You have magazines and books, that's a start. Assuming you have a TV or can watch TV shows online, you could do that. Even if you're not actively watching everything, it'll help you pick up on a few words and phrases and get a better notion of how you should sound when speaking. Even if you don't like Serbian music, you could still listen to Serbian radio shows and podcasts; things like talk shows or anything that relies on conversation is good for this. You could also try to find some audiobooks if there are any.

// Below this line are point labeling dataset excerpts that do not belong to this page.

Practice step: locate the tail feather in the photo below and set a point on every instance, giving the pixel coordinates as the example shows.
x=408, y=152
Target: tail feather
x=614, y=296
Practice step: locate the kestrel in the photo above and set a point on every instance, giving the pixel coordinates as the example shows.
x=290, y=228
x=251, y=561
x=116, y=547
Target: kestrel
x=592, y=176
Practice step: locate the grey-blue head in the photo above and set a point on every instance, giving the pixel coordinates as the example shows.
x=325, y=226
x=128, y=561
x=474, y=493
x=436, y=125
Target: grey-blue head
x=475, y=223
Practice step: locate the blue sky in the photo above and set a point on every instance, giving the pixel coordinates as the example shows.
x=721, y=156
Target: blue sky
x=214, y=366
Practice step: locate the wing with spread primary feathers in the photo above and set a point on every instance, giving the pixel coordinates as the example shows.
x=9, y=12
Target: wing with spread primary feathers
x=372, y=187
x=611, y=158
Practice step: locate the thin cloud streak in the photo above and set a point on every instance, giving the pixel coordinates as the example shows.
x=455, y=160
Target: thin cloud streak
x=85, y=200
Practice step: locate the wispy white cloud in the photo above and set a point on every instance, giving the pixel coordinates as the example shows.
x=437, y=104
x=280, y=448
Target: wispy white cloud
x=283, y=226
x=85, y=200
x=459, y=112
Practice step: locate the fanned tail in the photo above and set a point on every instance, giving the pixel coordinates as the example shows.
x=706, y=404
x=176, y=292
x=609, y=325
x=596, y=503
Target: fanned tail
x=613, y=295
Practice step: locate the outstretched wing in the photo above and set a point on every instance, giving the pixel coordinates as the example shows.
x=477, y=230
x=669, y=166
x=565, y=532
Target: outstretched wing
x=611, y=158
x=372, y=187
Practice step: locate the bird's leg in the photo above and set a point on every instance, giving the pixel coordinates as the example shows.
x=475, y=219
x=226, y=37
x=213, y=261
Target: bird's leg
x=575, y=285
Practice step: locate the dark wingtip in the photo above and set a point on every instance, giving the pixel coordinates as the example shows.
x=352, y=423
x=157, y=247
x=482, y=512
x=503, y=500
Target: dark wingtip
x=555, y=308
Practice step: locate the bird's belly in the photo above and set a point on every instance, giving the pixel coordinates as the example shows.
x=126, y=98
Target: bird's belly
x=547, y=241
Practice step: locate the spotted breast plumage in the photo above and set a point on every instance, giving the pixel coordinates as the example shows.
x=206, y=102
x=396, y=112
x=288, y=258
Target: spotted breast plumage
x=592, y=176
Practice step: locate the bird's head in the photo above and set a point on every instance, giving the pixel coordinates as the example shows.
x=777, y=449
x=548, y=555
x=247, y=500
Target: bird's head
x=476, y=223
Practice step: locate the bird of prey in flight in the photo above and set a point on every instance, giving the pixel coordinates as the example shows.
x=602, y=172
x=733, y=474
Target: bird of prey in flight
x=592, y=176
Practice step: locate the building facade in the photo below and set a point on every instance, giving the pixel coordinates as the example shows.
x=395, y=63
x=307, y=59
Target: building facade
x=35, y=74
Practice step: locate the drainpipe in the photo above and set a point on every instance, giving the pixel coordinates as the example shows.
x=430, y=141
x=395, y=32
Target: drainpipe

Part of the principle behind Rosetta Stone, if I recall correctly, is to simulate immersion in a language and the experience of being completely surrounded by it and learning through that. You don't have to simulate it now because you're actually doing immersion. Try to think in Serbian sometimes and learn names for basic things as well as phrases. Even if it's weird in the beginning, don't give up, soon you'll realise that you understand and remember more than you think. You could also try to write down phrases or words that you have a hard time remembering or which are unfamiliar to you, and then study them. From a quick search I've found a few resources and a couple of textbooks, you could try to use them if you need some more structure.

Something that will definitely help is getting native speakers to talk to. Even if you don't know anyone in your new city, you can use sites like couchsurfing.org or that meet-up site (I can't remember the name as I've never used it) to find people to talk to, even people interested in doing a language exchange or helping you practice. It might also help to find some classes if you can, since even native speakers can make mistakes or have lots of variation in their speech, even if you don't have much money, there may be some options in your area like cheap classes aimed at people who are new in the country.

You could also take the structure of courses like Rosetta Stone to guide yourself on what you need to learn. For instance, most textbooks and courses start with greetings, then may discuss nationalities and the verb "to be", and so on. You could apply that structure and sort of create your own course.

Generally, just get out there and learn, and try to expose yourself to the language as much as possible.